United Presbyterian Church, Dalbeattie (United Presbyterian)

THIS thriving police burgh in the parish of Urr had no existence till about the year 1780. In 1802 a number of residenters attempted to have it made the seat of a Relief congregation, and they had occasional sermon for years, but the experiment was abandoned, the last day’s supply being in January 1807. From this time till 1858 there was a blank, so far as any section of what is now the United Presbyterian Church is concerned, though Urr congregation, four miles distant, had a considerable branch in Dalbeattie district. During the vacancy occasioned by the removal of the Rev. James Black to St Andrews steps were taken to secure gospel ordinances for themselves, and on 4th May 1858 "a petition was presented from seventy persons residing in or near Dalbeattie praying for supply of sermon." A hall had been obtained, and the applicants engaged to meet all expenses for the first half-year. The station was opened on Sabbath, the 23rd of that month, with encouraging prospects.

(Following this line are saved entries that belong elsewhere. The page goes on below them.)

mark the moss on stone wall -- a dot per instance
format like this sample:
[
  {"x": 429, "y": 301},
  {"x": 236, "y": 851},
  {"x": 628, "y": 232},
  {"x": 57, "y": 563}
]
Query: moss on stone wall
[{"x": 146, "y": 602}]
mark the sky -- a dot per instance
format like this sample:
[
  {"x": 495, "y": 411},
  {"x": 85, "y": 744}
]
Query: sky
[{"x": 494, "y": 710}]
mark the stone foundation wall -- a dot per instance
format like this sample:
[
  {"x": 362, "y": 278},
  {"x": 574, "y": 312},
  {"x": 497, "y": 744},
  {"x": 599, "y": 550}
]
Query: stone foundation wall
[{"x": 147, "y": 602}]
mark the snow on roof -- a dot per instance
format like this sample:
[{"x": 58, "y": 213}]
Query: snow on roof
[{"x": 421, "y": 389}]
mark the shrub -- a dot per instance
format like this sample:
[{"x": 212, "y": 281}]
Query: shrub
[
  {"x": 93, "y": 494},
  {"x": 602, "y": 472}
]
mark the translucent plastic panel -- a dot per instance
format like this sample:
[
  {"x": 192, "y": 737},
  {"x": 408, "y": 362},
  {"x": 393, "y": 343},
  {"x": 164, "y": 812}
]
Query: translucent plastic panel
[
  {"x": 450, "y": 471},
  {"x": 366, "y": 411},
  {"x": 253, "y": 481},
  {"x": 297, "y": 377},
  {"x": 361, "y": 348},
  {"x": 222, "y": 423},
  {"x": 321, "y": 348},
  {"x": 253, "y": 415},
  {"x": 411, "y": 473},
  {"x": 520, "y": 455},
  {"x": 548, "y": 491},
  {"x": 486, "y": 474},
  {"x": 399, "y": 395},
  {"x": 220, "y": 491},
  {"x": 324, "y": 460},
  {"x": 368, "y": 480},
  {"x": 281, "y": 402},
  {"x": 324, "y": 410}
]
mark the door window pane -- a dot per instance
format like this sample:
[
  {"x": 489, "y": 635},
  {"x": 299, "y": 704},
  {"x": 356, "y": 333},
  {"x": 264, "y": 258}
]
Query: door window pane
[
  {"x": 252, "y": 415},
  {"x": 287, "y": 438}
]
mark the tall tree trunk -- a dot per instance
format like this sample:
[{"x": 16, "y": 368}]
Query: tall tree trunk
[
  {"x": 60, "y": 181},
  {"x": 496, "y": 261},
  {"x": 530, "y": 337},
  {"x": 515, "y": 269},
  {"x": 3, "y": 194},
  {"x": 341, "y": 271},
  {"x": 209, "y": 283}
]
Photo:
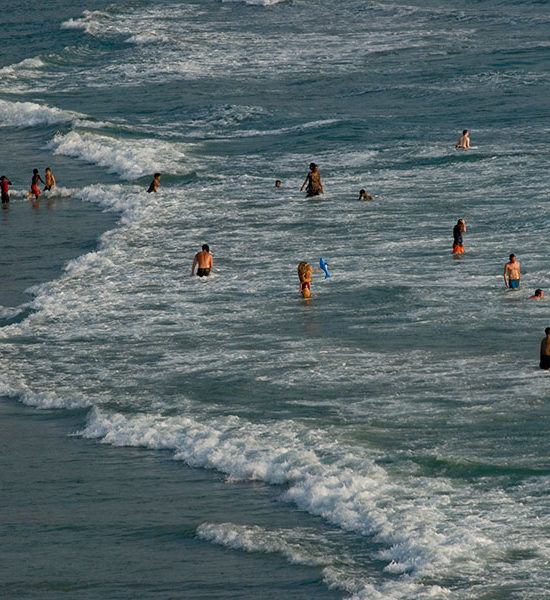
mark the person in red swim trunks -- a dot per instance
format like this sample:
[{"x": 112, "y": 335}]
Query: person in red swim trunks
[
  {"x": 34, "y": 184},
  {"x": 4, "y": 183}
]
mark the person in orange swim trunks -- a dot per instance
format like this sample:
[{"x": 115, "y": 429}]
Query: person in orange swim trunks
[
  {"x": 34, "y": 184},
  {"x": 458, "y": 230}
]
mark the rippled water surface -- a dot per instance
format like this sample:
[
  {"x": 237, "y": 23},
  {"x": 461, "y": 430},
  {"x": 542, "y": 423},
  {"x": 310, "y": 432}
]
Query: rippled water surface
[{"x": 401, "y": 410}]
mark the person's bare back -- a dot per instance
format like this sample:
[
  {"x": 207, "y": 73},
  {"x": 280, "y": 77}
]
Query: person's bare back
[
  {"x": 464, "y": 140},
  {"x": 512, "y": 275},
  {"x": 203, "y": 261}
]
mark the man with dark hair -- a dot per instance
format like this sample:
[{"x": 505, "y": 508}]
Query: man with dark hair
[
  {"x": 458, "y": 242},
  {"x": 154, "y": 185},
  {"x": 464, "y": 141},
  {"x": 203, "y": 260},
  {"x": 511, "y": 270},
  {"x": 545, "y": 350}
]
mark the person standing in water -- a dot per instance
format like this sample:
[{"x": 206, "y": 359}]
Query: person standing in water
[
  {"x": 154, "y": 185},
  {"x": 464, "y": 141},
  {"x": 204, "y": 261},
  {"x": 511, "y": 270},
  {"x": 458, "y": 230},
  {"x": 49, "y": 183},
  {"x": 545, "y": 350},
  {"x": 305, "y": 271},
  {"x": 4, "y": 189},
  {"x": 313, "y": 181},
  {"x": 364, "y": 196},
  {"x": 34, "y": 191}
]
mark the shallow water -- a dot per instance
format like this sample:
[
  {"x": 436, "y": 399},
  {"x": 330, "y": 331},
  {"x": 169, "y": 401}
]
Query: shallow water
[{"x": 401, "y": 409}]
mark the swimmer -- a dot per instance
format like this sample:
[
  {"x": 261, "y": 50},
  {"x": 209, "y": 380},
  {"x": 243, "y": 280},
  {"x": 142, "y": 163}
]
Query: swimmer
[
  {"x": 511, "y": 270},
  {"x": 538, "y": 295},
  {"x": 313, "y": 181},
  {"x": 34, "y": 191},
  {"x": 464, "y": 141},
  {"x": 305, "y": 270},
  {"x": 204, "y": 261},
  {"x": 545, "y": 350},
  {"x": 458, "y": 230},
  {"x": 154, "y": 185},
  {"x": 4, "y": 190},
  {"x": 49, "y": 180}
]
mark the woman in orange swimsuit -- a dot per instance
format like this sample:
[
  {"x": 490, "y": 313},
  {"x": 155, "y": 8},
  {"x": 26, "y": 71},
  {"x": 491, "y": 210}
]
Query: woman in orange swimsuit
[{"x": 305, "y": 271}]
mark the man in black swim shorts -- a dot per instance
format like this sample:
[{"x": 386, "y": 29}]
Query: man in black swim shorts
[
  {"x": 545, "y": 350},
  {"x": 203, "y": 260}
]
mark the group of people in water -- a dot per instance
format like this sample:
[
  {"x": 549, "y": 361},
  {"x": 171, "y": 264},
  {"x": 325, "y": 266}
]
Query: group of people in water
[
  {"x": 203, "y": 261},
  {"x": 34, "y": 192}
]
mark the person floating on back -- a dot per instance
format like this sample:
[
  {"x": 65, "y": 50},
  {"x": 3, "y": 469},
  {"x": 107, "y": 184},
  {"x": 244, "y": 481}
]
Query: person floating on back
[
  {"x": 458, "y": 230},
  {"x": 512, "y": 272},
  {"x": 545, "y": 350},
  {"x": 154, "y": 185},
  {"x": 49, "y": 183},
  {"x": 313, "y": 181},
  {"x": 464, "y": 140},
  {"x": 203, "y": 260},
  {"x": 4, "y": 190},
  {"x": 34, "y": 191}
]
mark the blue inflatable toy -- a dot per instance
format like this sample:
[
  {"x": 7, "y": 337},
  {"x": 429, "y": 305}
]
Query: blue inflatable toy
[{"x": 323, "y": 264}]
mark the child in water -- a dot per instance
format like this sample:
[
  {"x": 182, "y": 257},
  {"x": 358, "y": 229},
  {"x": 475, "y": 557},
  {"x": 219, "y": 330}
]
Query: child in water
[
  {"x": 305, "y": 271},
  {"x": 154, "y": 185},
  {"x": 49, "y": 183}
]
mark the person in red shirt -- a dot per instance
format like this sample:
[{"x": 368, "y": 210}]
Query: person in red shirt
[{"x": 4, "y": 183}]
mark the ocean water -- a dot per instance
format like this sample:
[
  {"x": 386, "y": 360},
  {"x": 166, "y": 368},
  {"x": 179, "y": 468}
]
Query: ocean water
[{"x": 385, "y": 440}]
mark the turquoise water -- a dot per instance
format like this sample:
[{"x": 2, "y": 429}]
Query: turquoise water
[{"x": 389, "y": 436}]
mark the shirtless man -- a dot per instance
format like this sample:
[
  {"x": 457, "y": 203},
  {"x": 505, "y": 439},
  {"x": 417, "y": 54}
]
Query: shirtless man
[
  {"x": 511, "y": 271},
  {"x": 545, "y": 350},
  {"x": 464, "y": 141},
  {"x": 34, "y": 191},
  {"x": 458, "y": 242},
  {"x": 154, "y": 185},
  {"x": 49, "y": 183},
  {"x": 203, "y": 260},
  {"x": 313, "y": 181}
]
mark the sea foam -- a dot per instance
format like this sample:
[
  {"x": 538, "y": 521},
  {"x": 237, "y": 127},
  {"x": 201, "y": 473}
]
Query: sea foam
[
  {"x": 128, "y": 158},
  {"x": 27, "y": 114}
]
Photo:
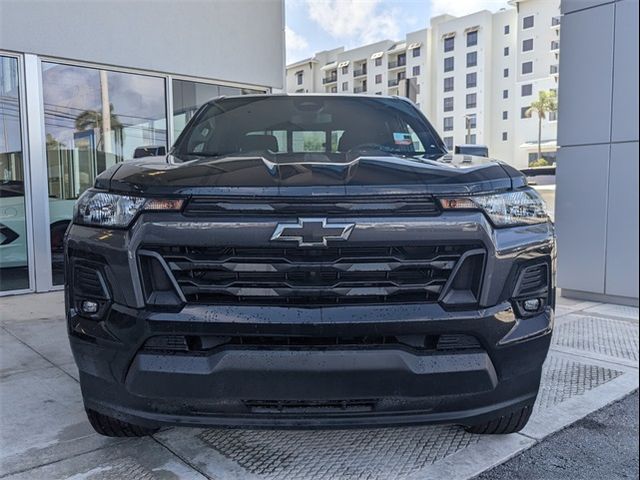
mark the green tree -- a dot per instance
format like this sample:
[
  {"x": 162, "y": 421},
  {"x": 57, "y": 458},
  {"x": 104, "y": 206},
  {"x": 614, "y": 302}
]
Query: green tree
[{"x": 547, "y": 102}]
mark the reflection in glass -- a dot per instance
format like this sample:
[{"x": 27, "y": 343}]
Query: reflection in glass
[
  {"x": 189, "y": 96},
  {"x": 93, "y": 120},
  {"x": 14, "y": 268}
]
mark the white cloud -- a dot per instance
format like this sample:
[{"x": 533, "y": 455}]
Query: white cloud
[
  {"x": 297, "y": 45},
  {"x": 459, "y": 8},
  {"x": 295, "y": 41},
  {"x": 361, "y": 20}
]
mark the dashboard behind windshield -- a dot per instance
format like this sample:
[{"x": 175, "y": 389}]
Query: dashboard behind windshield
[{"x": 286, "y": 125}]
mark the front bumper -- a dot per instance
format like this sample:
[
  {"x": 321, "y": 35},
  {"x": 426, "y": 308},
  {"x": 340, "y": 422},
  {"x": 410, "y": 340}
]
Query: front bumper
[{"x": 316, "y": 386}]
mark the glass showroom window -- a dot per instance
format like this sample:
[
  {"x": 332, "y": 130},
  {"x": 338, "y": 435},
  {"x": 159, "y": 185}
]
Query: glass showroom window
[
  {"x": 93, "y": 119},
  {"x": 14, "y": 264}
]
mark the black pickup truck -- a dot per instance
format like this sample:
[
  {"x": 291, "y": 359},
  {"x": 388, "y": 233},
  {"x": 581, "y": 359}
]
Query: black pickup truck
[{"x": 309, "y": 261}]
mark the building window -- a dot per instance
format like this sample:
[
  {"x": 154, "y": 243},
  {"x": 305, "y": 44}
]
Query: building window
[
  {"x": 448, "y": 64},
  {"x": 448, "y": 142},
  {"x": 472, "y": 80},
  {"x": 472, "y": 59},
  {"x": 472, "y": 38},
  {"x": 550, "y": 157},
  {"x": 448, "y": 124},
  {"x": 448, "y": 84},
  {"x": 115, "y": 113},
  {"x": 448, "y": 104},
  {"x": 449, "y": 43},
  {"x": 471, "y": 100},
  {"x": 470, "y": 121}
]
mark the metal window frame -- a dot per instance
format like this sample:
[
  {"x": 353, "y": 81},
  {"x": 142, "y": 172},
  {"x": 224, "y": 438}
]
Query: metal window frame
[
  {"x": 24, "y": 140},
  {"x": 35, "y": 156}
]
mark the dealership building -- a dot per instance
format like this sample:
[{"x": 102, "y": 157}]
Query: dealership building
[{"x": 85, "y": 84}]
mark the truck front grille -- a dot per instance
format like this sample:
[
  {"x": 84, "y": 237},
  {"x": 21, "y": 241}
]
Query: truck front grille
[{"x": 311, "y": 276}]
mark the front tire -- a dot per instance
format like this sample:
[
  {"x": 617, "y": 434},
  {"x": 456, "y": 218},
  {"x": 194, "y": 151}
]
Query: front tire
[
  {"x": 508, "y": 423},
  {"x": 112, "y": 427}
]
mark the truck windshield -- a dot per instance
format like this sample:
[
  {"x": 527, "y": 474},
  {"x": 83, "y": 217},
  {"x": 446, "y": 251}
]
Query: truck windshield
[{"x": 290, "y": 125}]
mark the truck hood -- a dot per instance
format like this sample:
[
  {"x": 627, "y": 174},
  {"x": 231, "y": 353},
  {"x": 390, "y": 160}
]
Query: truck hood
[{"x": 311, "y": 174}]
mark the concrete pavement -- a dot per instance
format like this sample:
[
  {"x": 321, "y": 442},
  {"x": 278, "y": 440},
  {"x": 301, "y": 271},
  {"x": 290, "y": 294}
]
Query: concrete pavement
[{"x": 44, "y": 433}]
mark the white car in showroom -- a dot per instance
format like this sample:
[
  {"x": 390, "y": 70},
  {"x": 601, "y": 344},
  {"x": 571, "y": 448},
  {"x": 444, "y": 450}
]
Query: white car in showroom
[{"x": 13, "y": 238}]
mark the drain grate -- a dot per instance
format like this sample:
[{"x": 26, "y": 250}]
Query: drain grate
[
  {"x": 615, "y": 338},
  {"x": 326, "y": 454},
  {"x": 563, "y": 378}
]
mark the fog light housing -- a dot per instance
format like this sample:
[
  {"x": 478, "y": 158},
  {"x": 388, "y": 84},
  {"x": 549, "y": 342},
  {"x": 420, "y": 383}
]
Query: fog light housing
[
  {"x": 89, "y": 306},
  {"x": 532, "y": 305}
]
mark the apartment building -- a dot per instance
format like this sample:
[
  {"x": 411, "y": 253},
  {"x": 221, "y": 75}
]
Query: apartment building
[
  {"x": 87, "y": 85},
  {"x": 473, "y": 76}
]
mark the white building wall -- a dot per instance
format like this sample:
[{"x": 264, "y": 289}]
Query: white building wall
[
  {"x": 223, "y": 40},
  {"x": 597, "y": 180},
  {"x": 521, "y": 133}
]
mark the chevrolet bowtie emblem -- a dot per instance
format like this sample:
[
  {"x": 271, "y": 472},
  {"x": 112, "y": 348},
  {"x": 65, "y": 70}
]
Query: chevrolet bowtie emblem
[{"x": 312, "y": 232}]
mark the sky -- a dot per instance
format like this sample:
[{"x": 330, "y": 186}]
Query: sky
[{"x": 315, "y": 25}]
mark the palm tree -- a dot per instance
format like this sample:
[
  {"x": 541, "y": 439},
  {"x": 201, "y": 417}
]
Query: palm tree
[
  {"x": 546, "y": 102},
  {"x": 93, "y": 120}
]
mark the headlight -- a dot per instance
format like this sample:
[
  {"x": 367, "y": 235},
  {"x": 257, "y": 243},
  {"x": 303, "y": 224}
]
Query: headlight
[
  {"x": 101, "y": 209},
  {"x": 524, "y": 207}
]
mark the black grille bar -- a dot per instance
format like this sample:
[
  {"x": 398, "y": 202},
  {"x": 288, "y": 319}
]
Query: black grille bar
[
  {"x": 360, "y": 205},
  {"x": 311, "y": 276}
]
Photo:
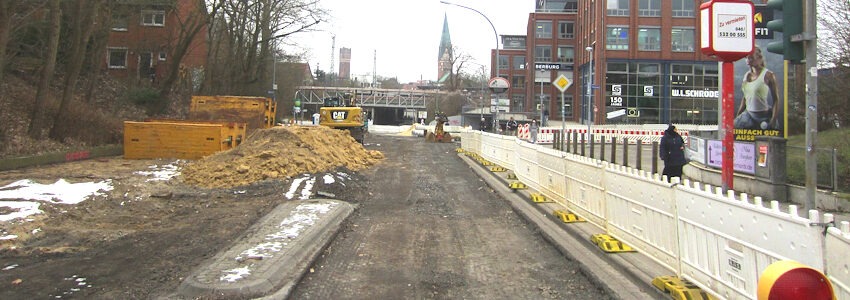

The above movement was prompted into shape at this particular time by a dispute which had arisen in Urr congregation. The question of whether a choir, introduced some time before, should be discontinued had been submitted to a plebiscite of the congregation, but, on a scrutiny, thirty-two of the voting papers were cancelled. By this measure the session turned the balance in favour of the choir. Disturbance followed, and here now were the elders in a body up at Dumfries before the Presbytery. The reason they assigned for setting aside these thirty-two papers was that the parties had recently joined the congregation; but the Presbytery held that, after being admitted to membership, they could not be denied any of the rights which membership involved, and finding that an actual majority had voted against the choir gave deliverance that the session counsel its discontinuance. Before the month was ended steps were taken to have a preaching station opened at Dalbeattie.

On 4th August 1858 a petition was presented from sixty-two persons asking to be constituted into a regular congregation at Dalbeattie, and on 6th October it was reported that this had been done, and that there were 38 names on the communion roll. An election of elders was now proceeded with, and four of their number having held office already a session was formed without the usual preliminaries. Other six months having passed the congregation applied for a moderation, promising a stipend of £120 from their own resources. The membership at this time was slightly over 50.

First Minister. DAVID KlNNEAR, B.A., from Buckhaven. Ordained, 30th August 1859. In October 1861 the church, seated for 350, was opened by Dr Macfarlane of London and Dr Eadie of Glasgow. It cost £1000, which was paid up in a few years, £250 being received from the Ferguson Fund, £120 from the Debt Liquidating Board, and the rest subscribed by the people. In or about 1868 a manse was built at an expenditure of £1060, of which £330 came from the Manse Board, and £730 was raised by the congregation. But in Dalbeattie, where there were already a Free and a quoad sacra Established Church, with an E.U. Church added in 1863, there has been little scope for extensive increase. The present membership is entered at 120, and the stipend from the people £135, with the manse.